= Ateki Seta Caxton =

Ateki Seta Caxton is a Cameroonian politician born in 1986 in the English-speaking region of Cameroon, precisely the Northwest Region. He is the founder of the NGO Network for Solidarity, Empowerment and Transformation for All (NEWSETA) where he served as executive director till July 2025.

== Early life ==
Ateki was born in the Northwest Region of Cameroon in 1986, and grew up in an environment known for a diverse culture and language. He is a holder of a bachelor's degree in history from the University of Buea and obtained a master's degree in International Relations form the Institute of International Relations in Cameroon. He is a husband and a father of four.

== Career ==
Known for his interests in power decentralisation, Ateki founded the NEWSETA, an organisation that champions democracy, peaceful coexistence, and inclusive development across Cameroon. Under his Leadership as executive director, and through his REPAIR initiative, he has empowered over 10,000 young Cameroonians.

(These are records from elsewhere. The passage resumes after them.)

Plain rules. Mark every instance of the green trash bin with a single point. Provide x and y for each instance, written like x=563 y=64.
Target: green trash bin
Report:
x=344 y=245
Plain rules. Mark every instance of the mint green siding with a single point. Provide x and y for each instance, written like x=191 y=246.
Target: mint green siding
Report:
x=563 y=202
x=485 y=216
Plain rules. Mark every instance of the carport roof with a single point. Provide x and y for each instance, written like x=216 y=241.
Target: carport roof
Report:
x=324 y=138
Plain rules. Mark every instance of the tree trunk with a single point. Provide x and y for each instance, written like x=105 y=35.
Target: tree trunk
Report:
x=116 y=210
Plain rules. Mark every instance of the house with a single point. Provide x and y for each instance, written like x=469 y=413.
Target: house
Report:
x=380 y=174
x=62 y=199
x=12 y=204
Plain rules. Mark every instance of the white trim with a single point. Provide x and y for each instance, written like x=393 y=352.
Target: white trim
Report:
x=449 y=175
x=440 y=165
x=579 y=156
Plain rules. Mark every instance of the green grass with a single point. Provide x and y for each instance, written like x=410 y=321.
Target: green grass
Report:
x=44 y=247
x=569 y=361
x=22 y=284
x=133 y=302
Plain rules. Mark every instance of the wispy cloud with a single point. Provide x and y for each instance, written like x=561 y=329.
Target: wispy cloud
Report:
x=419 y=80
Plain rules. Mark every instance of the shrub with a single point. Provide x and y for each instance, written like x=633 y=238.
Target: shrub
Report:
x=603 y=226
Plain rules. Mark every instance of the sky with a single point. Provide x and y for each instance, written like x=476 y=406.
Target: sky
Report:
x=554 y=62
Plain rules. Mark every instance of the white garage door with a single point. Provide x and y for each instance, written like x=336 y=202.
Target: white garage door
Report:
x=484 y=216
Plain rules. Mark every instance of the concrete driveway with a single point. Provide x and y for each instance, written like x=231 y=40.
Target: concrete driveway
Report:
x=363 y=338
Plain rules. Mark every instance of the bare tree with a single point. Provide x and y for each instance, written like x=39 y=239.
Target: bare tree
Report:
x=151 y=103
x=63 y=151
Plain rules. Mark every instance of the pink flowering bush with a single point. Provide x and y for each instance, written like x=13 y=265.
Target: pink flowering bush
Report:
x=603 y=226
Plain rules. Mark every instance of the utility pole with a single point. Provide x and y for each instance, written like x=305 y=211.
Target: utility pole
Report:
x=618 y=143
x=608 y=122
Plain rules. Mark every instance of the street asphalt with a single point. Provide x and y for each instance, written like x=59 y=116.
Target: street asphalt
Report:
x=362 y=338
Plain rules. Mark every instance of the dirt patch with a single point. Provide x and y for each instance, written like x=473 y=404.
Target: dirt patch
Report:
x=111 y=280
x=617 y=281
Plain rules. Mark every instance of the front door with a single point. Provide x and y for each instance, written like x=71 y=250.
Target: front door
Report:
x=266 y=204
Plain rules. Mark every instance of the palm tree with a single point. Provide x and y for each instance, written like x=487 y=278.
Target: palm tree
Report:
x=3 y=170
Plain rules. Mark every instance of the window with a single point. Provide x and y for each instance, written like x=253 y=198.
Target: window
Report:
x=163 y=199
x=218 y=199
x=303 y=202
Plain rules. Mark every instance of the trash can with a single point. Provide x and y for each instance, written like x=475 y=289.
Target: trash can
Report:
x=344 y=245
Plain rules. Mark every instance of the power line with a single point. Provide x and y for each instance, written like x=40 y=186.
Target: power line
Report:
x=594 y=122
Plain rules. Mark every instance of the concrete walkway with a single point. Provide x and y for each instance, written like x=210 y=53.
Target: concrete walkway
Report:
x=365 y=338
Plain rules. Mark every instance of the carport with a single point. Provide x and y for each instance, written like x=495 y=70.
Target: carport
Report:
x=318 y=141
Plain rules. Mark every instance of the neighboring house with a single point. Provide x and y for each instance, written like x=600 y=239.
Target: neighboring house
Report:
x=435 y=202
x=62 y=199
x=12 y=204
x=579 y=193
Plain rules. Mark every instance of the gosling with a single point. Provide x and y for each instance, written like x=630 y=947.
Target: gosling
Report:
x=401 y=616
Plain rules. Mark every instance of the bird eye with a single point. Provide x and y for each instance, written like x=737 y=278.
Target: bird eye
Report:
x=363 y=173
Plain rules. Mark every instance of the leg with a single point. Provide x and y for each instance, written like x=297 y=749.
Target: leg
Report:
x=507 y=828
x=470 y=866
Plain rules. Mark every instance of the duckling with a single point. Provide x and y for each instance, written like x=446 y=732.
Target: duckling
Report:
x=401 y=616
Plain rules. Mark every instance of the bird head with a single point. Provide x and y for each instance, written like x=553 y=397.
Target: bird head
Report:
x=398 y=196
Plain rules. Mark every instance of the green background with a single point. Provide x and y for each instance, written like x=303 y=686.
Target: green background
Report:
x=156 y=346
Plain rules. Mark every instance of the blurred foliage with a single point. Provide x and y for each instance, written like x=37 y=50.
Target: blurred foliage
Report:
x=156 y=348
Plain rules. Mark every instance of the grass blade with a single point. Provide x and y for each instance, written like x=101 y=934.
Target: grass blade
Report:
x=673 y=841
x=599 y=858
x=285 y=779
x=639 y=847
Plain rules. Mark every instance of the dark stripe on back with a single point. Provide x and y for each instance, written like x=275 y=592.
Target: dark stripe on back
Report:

He also doubles as the founding member for the African Movement for Democracy. He holds the position of the vice president of the Liberal Alliance Party (PAL).

== Politics ==
Being the Vice President of the PAL, Ateki was nominated on July 12, 2025 to be the Party's presidential candidate for the October 12, 2025, presidential election, making him the first official presidential candidate of the party since its creation in 1991, though his candidacy was short term as he withdrew from the race before the end.